Out-of-band resultsΒΆ

New in version 0.2.

In addition to standard input and output streams, map and reduce tasks can output results through an auxiliary channel called out-of-band results (OOB). In contrast to the standard output stream, which is sequential, OOB results can be accessed by unique keys.

Out-of-band results should not be used as a substitute for the normal output stream. Each OOB key-value pair is saved to an individual file which waste space when values are small and which are inefficient to random-access in bulk. Due to these limitations, OOB results are mainly suitable, e.g for outputting statistics and other metadata about the actual results.

To prevent rogue tasks from overwhelming nodes with a large number of OOB results, each is allowed to output 1000 results at maximum. Hitting this limit is often a sign that you should use the normal output stream for you results instead.
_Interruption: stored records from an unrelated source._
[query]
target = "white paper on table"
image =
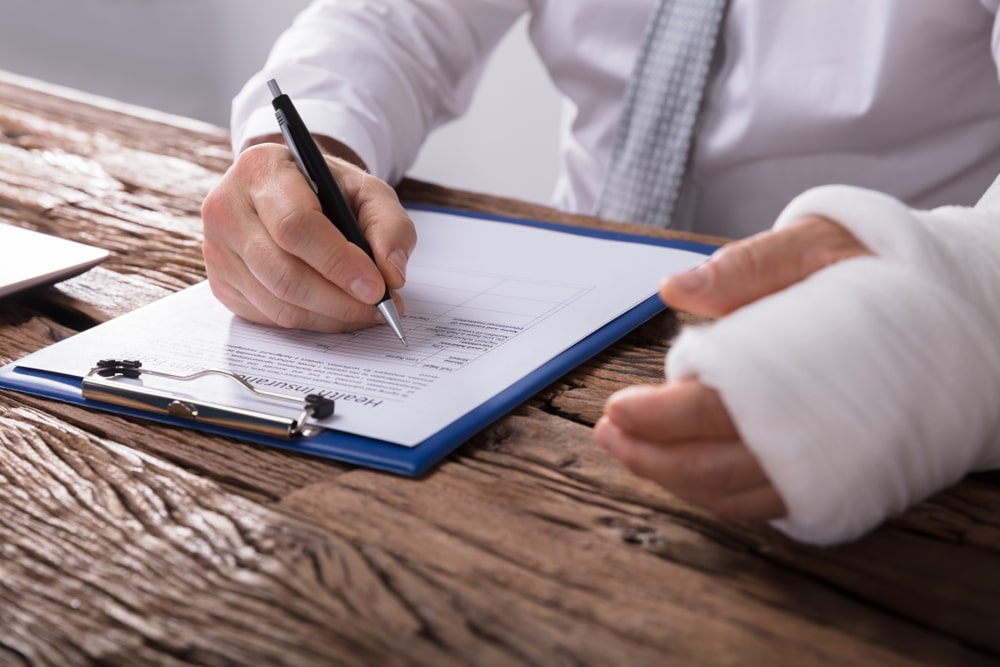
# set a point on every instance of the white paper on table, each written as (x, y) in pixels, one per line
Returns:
(487, 303)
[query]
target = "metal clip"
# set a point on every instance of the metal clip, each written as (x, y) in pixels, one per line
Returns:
(100, 384)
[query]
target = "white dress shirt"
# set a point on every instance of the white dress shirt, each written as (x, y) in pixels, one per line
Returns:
(861, 389)
(897, 95)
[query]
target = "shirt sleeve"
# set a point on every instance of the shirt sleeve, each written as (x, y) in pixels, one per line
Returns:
(873, 383)
(377, 75)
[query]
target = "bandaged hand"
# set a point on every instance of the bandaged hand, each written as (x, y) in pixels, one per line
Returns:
(859, 387)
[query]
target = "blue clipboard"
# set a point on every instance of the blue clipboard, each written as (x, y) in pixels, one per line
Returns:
(377, 454)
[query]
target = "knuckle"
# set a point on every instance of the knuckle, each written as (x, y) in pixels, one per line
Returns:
(288, 316)
(289, 228)
(287, 286)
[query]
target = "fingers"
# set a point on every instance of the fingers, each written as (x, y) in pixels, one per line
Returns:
(747, 270)
(674, 412)
(385, 224)
(722, 477)
(273, 257)
(681, 436)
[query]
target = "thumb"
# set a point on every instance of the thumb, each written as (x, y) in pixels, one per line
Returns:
(747, 270)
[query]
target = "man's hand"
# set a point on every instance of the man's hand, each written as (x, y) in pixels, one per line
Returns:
(272, 256)
(680, 434)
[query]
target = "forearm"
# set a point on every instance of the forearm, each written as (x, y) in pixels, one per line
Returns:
(871, 384)
(378, 82)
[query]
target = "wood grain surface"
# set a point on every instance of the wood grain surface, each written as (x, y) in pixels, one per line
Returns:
(124, 542)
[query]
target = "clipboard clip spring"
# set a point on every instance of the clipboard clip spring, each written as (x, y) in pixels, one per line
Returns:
(99, 384)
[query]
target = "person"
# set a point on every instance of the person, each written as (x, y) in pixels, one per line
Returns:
(850, 371)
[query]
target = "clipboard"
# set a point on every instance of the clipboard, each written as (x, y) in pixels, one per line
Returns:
(112, 391)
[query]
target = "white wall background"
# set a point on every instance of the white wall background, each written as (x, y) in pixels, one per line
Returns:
(191, 56)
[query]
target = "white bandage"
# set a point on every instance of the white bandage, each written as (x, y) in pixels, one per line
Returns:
(874, 382)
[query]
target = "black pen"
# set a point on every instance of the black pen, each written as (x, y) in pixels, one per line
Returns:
(331, 199)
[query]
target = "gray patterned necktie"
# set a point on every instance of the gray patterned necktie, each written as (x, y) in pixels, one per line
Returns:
(660, 111)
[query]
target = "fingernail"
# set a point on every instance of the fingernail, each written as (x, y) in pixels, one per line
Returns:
(398, 259)
(367, 291)
(693, 280)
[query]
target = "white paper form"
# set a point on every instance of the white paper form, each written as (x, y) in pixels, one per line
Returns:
(487, 303)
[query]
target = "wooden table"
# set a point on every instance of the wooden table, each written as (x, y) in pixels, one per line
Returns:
(124, 542)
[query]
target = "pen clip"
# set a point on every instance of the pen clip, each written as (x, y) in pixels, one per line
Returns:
(286, 133)
(102, 383)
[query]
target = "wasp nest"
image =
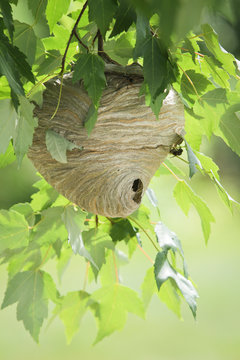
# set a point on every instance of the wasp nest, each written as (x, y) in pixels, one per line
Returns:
(127, 145)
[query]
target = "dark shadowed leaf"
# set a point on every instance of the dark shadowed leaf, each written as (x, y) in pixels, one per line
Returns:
(102, 14)
(7, 16)
(125, 16)
(57, 145)
(90, 68)
(13, 230)
(71, 310)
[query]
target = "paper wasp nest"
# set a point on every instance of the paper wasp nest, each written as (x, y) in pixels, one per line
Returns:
(127, 145)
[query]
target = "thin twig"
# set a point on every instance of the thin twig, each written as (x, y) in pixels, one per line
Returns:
(71, 36)
(101, 51)
(80, 41)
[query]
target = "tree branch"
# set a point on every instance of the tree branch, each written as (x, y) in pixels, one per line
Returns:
(71, 36)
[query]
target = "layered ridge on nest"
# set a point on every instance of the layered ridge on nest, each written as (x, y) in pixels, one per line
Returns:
(127, 145)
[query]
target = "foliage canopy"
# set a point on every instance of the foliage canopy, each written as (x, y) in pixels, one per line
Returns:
(40, 39)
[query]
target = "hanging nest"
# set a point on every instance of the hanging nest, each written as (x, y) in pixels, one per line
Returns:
(127, 145)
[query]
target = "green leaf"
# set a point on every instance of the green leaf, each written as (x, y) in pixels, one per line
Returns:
(121, 49)
(8, 157)
(7, 16)
(55, 10)
(193, 160)
(214, 97)
(28, 289)
(96, 241)
(50, 228)
(149, 287)
(185, 196)
(24, 128)
(140, 220)
(45, 196)
(71, 310)
(156, 68)
(142, 33)
(125, 16)
(208, 165)
(115, 302)
(26, 210)
(164, 171)
(168, 292)
(230, 128)
(163, 271)
(13, 230)
(25, 39)
(91, 119)
(193, 85)
(74, 221)
(167, 239)
(90, 68)
(102, 14)
(51, 63)
(38, 18)
(57, 145)
(211, 41)
(13, 63)
(227, 199)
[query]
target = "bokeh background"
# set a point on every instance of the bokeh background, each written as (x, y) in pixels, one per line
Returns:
(214, 268)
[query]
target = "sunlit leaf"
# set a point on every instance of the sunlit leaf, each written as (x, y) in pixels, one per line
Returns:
(8, 157)
(115, 302)
(24, 128)
(57, 145)
(185, 196)
(30, 289)
(13, 230)
(55, 10)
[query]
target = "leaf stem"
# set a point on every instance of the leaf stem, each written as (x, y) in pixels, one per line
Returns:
(145, 254)
(59, 98)
(71, 36)
(145, 232)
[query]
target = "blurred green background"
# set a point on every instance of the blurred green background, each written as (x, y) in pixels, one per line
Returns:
(215, 269)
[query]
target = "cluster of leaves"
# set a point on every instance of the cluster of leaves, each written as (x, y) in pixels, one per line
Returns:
(40, 39)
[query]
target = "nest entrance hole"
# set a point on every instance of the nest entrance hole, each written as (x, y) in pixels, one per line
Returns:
(137, 187)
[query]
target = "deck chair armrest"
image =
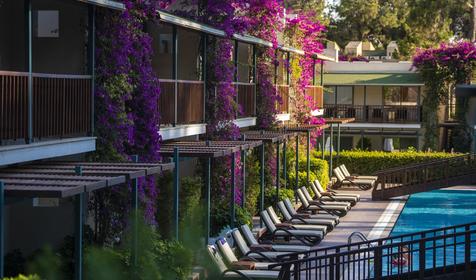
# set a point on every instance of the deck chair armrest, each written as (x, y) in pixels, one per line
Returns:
(299, 219)
(261, 247)
(237, 272)
(259, 254)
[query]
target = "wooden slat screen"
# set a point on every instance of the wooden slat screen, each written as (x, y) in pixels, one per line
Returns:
(283, 91)
(61, 106)
(190, 103)
(246, 99)
(317, 94)
(13, 105)
(166, 102)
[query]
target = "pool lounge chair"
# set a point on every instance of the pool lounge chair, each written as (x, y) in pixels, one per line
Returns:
(363, 184)
(331, 197)
(319, 188)
(243, 274)
(307, 214)
(255, 253)
(324, 202)
(278, 223)
(315, 206)
(307, 237)
(329, 223)
(282, 247)
(347, 174)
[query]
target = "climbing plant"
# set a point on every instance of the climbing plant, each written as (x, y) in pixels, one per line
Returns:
(442, 69)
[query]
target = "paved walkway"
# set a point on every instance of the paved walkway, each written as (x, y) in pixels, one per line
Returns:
(374, 219)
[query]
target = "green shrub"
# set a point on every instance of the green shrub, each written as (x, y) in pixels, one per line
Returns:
(365, 162)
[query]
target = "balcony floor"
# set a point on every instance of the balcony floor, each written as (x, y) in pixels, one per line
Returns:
(12, 154)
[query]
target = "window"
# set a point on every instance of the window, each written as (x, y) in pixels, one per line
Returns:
(162, 61)
(329, 95)
(189, 59)
(245, 63)
(282, 78)
(344, 95)
(401, 96)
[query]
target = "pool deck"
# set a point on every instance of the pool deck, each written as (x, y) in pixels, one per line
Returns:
(375, 219)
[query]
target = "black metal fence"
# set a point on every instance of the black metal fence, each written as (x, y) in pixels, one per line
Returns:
(412, 256)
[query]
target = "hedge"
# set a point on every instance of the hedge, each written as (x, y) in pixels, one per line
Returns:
(365, 162)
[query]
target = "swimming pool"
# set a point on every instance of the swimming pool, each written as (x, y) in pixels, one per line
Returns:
(432, 210)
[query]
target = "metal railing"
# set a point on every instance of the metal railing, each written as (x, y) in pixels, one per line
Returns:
(375, 113)
(60, 105)
(417, 255)
(425, 176)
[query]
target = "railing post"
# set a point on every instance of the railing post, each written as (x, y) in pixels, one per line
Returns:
(422, 258)
(378, 262)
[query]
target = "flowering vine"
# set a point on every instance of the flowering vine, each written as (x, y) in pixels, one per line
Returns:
(442, 69)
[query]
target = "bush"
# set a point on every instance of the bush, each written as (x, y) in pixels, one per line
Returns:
(364, 162)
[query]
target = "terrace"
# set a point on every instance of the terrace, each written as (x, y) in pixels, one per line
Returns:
(46, 81)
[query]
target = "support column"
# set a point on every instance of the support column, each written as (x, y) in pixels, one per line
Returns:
(261, 203)
(285, 164)
(2, 229)
(176, 192)
(296, 187)
(135, 218)
(278, 167)
(330, 150)
(208, 197)
(233, 191)
(79, 222)
(308, 155)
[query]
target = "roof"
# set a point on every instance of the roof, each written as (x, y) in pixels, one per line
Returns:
(372, 79)
(116, 5)
(61, 179)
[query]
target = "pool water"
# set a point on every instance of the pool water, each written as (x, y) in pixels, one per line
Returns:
(432, 210)
(436, 209)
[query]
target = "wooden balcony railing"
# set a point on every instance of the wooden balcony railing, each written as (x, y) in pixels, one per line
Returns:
(246, 99)
(184, 106)
(317, 94)
(375, 114)
(61, 106)
(283, 92)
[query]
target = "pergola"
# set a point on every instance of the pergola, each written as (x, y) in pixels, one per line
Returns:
(72, 179)
(331, 122)
(270, 137)
(304, 128)
(207, 150)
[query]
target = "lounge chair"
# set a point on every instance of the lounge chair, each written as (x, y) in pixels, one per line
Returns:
(243, 274)
(253, 243)
(330, 197)
(316, 206)
(324, 202)
(307, 237)
(279, 224)
(307, 214)
(329, 223)
(363, 184)
(320, 189)
(231, 259)
(347, 174)
(256, 253)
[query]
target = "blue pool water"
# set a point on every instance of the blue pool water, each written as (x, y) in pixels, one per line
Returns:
(436, 209)
(432, 210)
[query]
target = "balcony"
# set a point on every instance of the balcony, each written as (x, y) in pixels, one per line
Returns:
(181, 102)
(60, 106)
(375, 113)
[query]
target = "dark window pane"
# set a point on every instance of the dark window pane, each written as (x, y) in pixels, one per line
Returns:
(329, 95)
(344, 95)
(12, 31)
(162, 61)
(189, 57)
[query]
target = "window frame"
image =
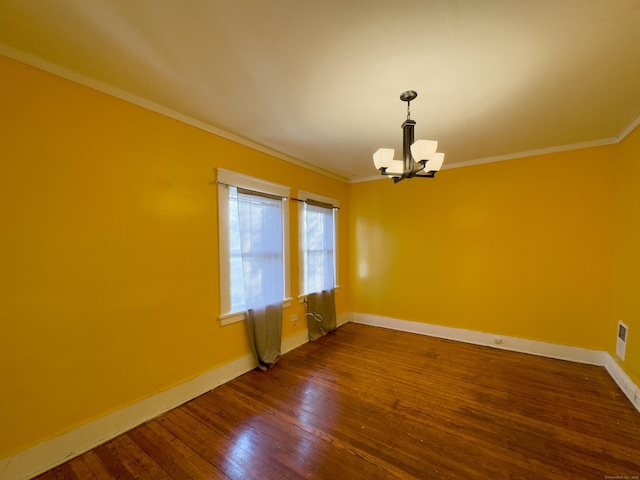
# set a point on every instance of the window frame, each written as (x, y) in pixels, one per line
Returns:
(303, 196)
(225, 179)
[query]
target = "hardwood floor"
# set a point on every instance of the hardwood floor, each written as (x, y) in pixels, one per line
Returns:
(369, 403)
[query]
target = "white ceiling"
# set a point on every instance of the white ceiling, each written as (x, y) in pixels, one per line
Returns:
(319, 80)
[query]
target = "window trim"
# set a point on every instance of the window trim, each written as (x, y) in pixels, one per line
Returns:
(304, 196)
(226, 178)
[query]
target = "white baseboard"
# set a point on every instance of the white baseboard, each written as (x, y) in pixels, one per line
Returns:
(50, 453)
(630, 389)
(552, 350)
(544, 349)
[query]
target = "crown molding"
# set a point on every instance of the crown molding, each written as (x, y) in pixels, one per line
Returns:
(147, 104)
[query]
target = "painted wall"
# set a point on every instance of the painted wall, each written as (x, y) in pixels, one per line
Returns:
(109, 281)
(626, 306)
(520, 248)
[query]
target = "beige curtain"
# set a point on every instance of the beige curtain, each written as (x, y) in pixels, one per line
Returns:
(321, 313)
(265, 334)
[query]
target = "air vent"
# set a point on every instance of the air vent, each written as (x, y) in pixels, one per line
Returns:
(621, 343)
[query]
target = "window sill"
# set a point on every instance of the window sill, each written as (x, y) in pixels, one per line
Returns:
(235, 317)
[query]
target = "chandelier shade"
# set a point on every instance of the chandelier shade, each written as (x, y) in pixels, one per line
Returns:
(420, 157)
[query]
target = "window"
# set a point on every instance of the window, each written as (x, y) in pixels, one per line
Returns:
(318, 233)
(253, 236)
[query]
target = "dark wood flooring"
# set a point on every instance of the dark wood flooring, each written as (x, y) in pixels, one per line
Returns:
(370, 403)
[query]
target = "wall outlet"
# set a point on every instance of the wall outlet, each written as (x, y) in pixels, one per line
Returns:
(621, 340)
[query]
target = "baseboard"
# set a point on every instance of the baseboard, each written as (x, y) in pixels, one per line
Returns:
(629, 388)
(49, 454)
(533, 347)
(552, 350)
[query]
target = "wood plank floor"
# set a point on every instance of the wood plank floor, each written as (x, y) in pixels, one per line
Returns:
(369, 403)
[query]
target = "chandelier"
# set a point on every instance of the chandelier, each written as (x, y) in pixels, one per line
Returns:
(420, 159)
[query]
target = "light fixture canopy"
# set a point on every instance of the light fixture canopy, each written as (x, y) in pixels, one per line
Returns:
(420, 158)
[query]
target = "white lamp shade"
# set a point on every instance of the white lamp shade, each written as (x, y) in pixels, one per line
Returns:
(423, 149)
(435, 163)
(395, 169)
(383, 157)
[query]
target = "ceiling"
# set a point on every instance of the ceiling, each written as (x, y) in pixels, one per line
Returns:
(318, 82)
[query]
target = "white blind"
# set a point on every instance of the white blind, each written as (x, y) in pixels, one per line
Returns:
(318, 247)
(257, 250)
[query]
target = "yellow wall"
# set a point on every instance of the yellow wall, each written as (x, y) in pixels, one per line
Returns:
(109, 281)
(520, 248)
(626, 306)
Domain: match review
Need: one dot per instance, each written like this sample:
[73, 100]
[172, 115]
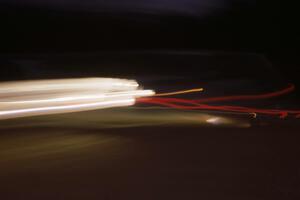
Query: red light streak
[187, 104]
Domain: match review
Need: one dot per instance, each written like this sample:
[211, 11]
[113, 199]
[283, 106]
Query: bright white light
[28, 98]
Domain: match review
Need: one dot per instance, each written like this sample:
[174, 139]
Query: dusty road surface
[129, 154]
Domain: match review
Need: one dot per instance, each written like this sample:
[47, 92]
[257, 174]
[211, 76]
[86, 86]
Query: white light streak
[30, 98]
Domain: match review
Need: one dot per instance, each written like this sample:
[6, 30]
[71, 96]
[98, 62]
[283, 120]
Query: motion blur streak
[30, 98]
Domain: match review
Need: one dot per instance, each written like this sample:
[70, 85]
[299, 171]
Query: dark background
[262, 27]
[73, 26]
[149, 162]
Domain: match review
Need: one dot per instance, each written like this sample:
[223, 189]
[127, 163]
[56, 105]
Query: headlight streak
[30, 98]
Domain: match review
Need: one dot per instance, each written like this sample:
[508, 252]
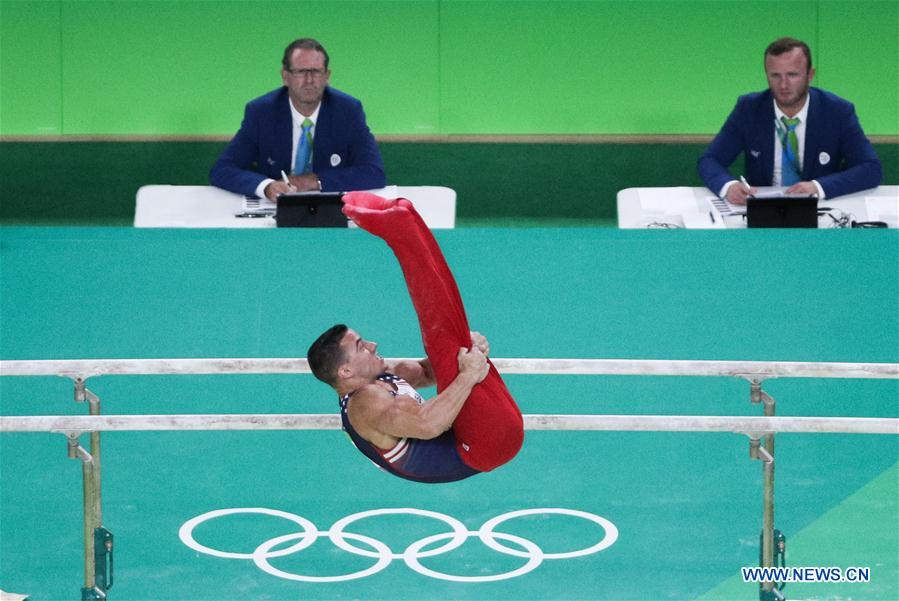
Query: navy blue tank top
[434, 460]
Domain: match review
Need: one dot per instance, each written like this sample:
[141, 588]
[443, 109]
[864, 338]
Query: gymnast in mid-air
[473, 425]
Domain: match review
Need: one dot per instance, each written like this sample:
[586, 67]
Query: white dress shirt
[297, 118]
[778, 148]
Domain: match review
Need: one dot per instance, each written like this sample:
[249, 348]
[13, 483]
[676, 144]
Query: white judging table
[692, 208]
[210, 207]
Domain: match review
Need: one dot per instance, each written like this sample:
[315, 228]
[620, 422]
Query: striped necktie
[789, 159]
[303, 162]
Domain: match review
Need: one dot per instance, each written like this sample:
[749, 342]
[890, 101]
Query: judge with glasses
[304, 136]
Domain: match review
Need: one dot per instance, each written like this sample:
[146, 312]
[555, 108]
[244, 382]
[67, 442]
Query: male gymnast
[473, 425]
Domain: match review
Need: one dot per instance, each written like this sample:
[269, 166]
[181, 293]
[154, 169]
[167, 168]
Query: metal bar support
[765, 453]
[93, 497]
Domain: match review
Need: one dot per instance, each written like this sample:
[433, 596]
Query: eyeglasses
[302, 73]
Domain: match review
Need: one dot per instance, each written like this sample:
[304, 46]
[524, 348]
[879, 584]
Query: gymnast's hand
[480, 342]
[473, 363]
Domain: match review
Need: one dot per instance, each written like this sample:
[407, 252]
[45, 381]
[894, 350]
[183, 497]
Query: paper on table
[259, 205]
[726, 208]
[264, 205]
[667, 200]
[883, 209]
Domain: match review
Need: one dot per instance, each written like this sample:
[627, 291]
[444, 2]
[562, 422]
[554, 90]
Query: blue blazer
[262, 146]
[837, 154]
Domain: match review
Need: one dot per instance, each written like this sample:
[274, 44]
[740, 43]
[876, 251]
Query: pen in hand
[287, 181]
[742, 179]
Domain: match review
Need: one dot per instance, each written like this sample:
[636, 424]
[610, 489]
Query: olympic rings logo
[411, 555]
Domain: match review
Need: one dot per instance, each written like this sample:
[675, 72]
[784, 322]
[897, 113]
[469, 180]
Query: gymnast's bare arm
[382, 419]
[419, 373]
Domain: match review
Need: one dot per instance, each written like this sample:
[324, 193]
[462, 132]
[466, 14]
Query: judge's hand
[277, 187]
[803, 188]
[308, 182]
[738, 193]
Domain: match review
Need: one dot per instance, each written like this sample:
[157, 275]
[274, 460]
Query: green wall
[432, 67]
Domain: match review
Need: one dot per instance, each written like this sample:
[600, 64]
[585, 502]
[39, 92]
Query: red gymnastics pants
[488, 429]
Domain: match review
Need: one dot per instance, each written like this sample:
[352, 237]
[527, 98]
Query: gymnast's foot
[374, 213]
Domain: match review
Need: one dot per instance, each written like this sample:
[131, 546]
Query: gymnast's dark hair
[782, 45]
[305, 44]
[325, 354]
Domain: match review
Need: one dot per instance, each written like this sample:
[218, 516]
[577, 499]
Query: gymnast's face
[362, 358]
You can not use OOB results as a communication channel between concurrent tasks. Concurrent tasks need to be independent to preserve desirable fault-tolerance and scheduling characteristics of the map/reduce paradigm. However, in the reduce phase you can access OOB results produced in the preceding map phase. Similarly you can access OOB results produced by other finished jobs, given a job name.

You can retrieve OOB results outside tasks using the disco.core.Disco.oob_list() and disco.core.Disco.oob_get() functions.